К вечеру возвратились обратно в Хельсинки и продолжили с того, что там оставалось незаконченным.
Была известна и собственная программа. Антти Туури работал тогда техническим директором типографии «Калева» в Оулу. Он приглашал нас к себе, и я подумал, что такое путешествие было бы приятным. Антти довелось читать «Дядю Федора» своему сыну Мике, наверное, сто раз. Особенно диалог Печкина и галчонка. Он хотел упрекнуть Эдуарда за слишком хорошее владение пером — ведь для него самого мастерство Эдуарда обернулось такими трудами. Антти с семьей увидят Успенского, а он заодно посмотрит Финляндию, не только Хельсинки. Да и я смог бы отдохнуть от рутины в издательстве «Отава».
Финляндия — длинная страна, как писал сам Антти; хотя его главный герой и продолжает: «Но я знал, что существуют страны и длиннее». Тем не менее путешествия в Оулу нам сейчас будет достаточно. Ибо я предвидел, что нас ждет в Оулу в ноябре: северная Финляндия представляла собой совсем иной мир, нежели юг. Темнота и холод удвоятся, но вместе с ними и внутреннее тепло.
Успенский нашим планам не противился, он уже решил в отношении всего занимать положительную позицию. Мартти оставался на работе поддерживать оборот лавочки, Эдуард оказывался лишь в моей власти.
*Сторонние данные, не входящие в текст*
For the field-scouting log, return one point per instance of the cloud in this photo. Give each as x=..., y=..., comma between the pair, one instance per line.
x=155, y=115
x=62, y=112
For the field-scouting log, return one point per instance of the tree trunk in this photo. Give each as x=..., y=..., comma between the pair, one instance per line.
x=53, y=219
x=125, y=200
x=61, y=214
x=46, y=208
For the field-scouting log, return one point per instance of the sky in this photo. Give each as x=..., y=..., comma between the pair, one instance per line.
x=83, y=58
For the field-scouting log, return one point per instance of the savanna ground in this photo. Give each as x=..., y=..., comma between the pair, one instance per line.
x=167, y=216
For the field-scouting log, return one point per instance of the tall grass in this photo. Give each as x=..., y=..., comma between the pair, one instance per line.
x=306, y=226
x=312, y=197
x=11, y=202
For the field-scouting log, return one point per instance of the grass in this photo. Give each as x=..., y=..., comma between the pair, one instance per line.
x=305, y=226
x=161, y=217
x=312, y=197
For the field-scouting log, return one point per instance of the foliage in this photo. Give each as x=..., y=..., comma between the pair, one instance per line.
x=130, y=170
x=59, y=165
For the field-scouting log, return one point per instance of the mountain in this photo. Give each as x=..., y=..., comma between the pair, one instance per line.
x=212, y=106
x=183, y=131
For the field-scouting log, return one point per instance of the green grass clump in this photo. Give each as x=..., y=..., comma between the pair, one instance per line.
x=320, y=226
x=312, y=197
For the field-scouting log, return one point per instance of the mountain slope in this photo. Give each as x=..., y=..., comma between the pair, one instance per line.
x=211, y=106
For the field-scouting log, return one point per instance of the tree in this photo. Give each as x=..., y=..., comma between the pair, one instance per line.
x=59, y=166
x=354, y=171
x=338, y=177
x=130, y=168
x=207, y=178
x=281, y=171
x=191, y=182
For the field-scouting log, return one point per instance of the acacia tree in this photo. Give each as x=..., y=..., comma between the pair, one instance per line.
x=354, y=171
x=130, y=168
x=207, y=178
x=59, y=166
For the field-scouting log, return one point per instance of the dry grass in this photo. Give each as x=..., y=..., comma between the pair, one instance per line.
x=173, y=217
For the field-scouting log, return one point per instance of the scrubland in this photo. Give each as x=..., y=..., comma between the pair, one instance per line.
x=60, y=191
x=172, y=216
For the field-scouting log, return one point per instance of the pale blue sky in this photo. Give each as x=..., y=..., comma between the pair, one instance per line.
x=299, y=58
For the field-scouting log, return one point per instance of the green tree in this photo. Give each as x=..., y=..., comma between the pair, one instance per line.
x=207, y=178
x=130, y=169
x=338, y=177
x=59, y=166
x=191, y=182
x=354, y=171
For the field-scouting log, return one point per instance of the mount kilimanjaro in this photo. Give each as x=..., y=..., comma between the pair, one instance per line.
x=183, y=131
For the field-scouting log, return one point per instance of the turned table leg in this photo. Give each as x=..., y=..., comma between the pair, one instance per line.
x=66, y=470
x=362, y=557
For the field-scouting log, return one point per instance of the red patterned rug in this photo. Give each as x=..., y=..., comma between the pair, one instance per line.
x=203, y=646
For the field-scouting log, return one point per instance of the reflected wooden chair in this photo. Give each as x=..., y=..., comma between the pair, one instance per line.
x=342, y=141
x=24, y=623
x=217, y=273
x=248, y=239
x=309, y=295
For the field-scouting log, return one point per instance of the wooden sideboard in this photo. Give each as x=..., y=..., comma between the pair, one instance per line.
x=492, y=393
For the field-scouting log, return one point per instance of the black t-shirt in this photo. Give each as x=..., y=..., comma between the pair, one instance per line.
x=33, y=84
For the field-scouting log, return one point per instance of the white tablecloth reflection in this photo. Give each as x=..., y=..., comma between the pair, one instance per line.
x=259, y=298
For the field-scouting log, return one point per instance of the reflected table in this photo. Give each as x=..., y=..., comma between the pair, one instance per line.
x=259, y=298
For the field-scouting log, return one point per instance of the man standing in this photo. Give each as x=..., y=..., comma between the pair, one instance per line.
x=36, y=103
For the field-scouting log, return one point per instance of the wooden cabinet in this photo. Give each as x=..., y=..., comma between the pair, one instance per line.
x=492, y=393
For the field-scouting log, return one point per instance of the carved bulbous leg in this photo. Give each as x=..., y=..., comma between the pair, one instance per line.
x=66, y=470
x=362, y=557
И внезапно он снова превратился в заблудившегося ребенка, который следовал с нами повсюду, как почтовая посылка. Хотя эта посылка и передвигалась на собственных ногах, говорила и смотрела и беспрестанно расспрашивала. Тон спокойнее. Что он обо всем этом думал, он, однако, еще не сказал. О «Березке» он уже почти не вспоминал. Только в глазах читались одновременно и удивление, и усталость. Что-что, а домой Успенскому уже хотелось, понимаю я теперь.
Оулу был тогда маленьким городком, пропитанным сильным запахом от варки целлюлозы, вдали от технологий всего мира. Казалось, что всякий раз, когда я просыпался там в молодости по утрам, было воскресенье, в голове напоминало о прошлом вечере небольшое режущее похмелье, за окном шел мокрый снег, и черные старушки медленно брели в церковь. Сейчас перед нами, однако, была не старушка и не мокрый снег, а Антти и его крошечный «Датсун», — «салатно-зеленая любовница», как называл свою машину Антти по замечательному стихотворению Пера-Хакона Повалса.
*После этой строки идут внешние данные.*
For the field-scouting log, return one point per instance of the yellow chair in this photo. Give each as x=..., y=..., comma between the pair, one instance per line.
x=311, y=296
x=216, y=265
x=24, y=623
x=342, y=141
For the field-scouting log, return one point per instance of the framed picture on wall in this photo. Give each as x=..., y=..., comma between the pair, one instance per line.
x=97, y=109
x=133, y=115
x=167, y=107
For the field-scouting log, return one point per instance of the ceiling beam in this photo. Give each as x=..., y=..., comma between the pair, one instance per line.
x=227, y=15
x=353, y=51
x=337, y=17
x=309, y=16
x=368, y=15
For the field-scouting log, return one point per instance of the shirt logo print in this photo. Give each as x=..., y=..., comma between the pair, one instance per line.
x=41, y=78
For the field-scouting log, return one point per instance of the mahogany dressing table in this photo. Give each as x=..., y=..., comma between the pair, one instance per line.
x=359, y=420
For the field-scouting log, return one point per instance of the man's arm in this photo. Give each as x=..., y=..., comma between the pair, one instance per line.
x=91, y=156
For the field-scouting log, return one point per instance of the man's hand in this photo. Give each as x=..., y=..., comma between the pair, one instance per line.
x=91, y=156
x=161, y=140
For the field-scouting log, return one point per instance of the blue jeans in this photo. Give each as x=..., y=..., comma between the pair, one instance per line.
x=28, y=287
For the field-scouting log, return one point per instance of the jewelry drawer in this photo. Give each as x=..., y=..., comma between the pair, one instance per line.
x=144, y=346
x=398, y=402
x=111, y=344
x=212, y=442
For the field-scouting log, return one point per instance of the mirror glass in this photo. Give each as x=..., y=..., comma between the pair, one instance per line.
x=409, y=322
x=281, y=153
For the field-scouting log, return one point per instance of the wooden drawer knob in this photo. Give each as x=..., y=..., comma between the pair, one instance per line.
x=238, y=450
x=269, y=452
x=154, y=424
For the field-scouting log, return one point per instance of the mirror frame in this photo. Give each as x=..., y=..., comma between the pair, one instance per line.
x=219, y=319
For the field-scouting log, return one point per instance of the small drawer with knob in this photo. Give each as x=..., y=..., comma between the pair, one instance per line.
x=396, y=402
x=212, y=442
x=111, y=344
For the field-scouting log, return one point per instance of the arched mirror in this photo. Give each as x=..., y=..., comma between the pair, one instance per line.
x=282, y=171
Мы приехали в «Ваакуну» (гостиницу в Оулу), номера нашлись, вещи отнесли туда и разместились. А затем попутно отправились уже к Антти показать Эдуарда всей семье.
Когда это было сделано, началась программа для взрослых. В конце маршрута на такси ожидал «Кауппаклуби». Это был тогда еще закрытый ресторан клубного типа, куда члены все-таки могли приводить гостей. «Кауппаклуби» был знаменит своей соленой говядиной, и она действительно была хороша, мясо мягкое, как во Франции. Так как приготовление соленой говядины длилось довольно долго, порции нужно было заказывать заблаговременно. Все сделал Антти, он был умелым хозяином, этот вышколенный Ааро Коркеакиви, молодой директор типографии «Калева».
А я был самим собой, то есть веселым «поэтом Мякелей». И этот титул я с тех пор терпеливо носил почти доныне.
Чтобы Успенский получил какое-то представление о Финляндии, выпили для начала по рюмочке Koskenkorva, затем пива и вина. «Долой перхоть и зуд кожи на голове», — говорил Антти и поднимал бокал. Этому он научился у печатников из типографии «Калева». Я не смог перевести эту фразу и до сих пор еще не могу. Но Успенскому тост годился и на финском. Прибыла говядина, и ей отдали должное. И все время мне приходилось пытаться переводить остроты Антти, а если мне это удавалось, отвечать другими — языковыми завитушками Эдуарда. По крайней мере ресурс моей головы был выработан, она остановилась и закашлялась, словно засосавший бензина с водой автомобиль.
Меня спасло от нарастающих проблем перевода то, что по коридору прошла группа странных людей. Антти так и вцепился в них. Это были четверо колядников, которыми Оулу всегда гордился. Они выступали в каком-то кабинете и теперь направлялись домой.
Антти попросил их выступить и перед нами. Ребята согласились, получив деньги. Нашелся пустой коридор, в который метрдотель пообещал нас пустить. Действо, таким образом, могло начинаться. Успенский внимательно смотрел. Один из ряженых крутил звезду, а «царь Ирод» разъезжал на лошадях и на повозке. Присутствовали и один господин и царь из земли мавров.